Contribution of de novo lipogenesis to the progression of nonalcoholic fatty liver disease

Abstract

This dissertation is focused on understanding the biochemical pathway of de novo lipogenesis (DNL) in humans and how changes in DNL can alter disease states, particularly nonalcoholic fatty liver disease (NAFLD). This document's first chapter presents a review of the literature, while the second chapter focuses on investigating the contribution of DNL to the progression of NAFLD. The main outcome of this study was that as disease severity progressed, hepatic DNL increased in a stepwise fashion until fibrosis was significant, at which time DNL was found to be reduced. Conclusions from isotopic labeling of liver were mirrored by data from protein and gene expression studies which pointed toward mechanisms of promoting both fat storage and decreased fatty acid oxidation. In the third chapter, data are presented on the effects of pharmacological inhibition of DNL, which lowered both liver fat (from 11.8 [percent] to 10.3 [percent]) and liver enzymes (from 29 to 22 U/L). In this study, different subjects received different doses (50, 100, and 15 mg/d) and within the high dose group, DNL was reduced maximally by 75 [percent] which resulted in a 5 [percent] reduction in liver fat and a 36 [percent] reduction in liver enzymes.
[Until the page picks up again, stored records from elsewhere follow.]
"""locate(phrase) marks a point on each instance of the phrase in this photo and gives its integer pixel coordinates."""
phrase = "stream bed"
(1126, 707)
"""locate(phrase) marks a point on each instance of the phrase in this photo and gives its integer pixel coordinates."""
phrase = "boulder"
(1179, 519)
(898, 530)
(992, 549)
Lastly, this dissertation's fourth chapter presents data from an investigation in which acute overconsumption of food and alcohol increased liver fat only in individuals whose DNL was stimulated by this treatment but not in individuals with unchanged DNL. The variability in response between subjects was surprising and suggested that for some people, overconsumption of carbohydrates may have greater lipogenic effects than excess alcohol. Future studies should identify the factors that govern this response. In summary, the combined data from these studies highlight the significance of the DNL pathway in promoting increased fat storage in the liver. This conclusion is supported by independent observations of both the negative effects of increased DNL on the liver and the benefits of reducing flux through this pathway to improve liver health. Both dietary and pharmacologic approaches to reduce DNL should be the focus of future treatment of NAFLD.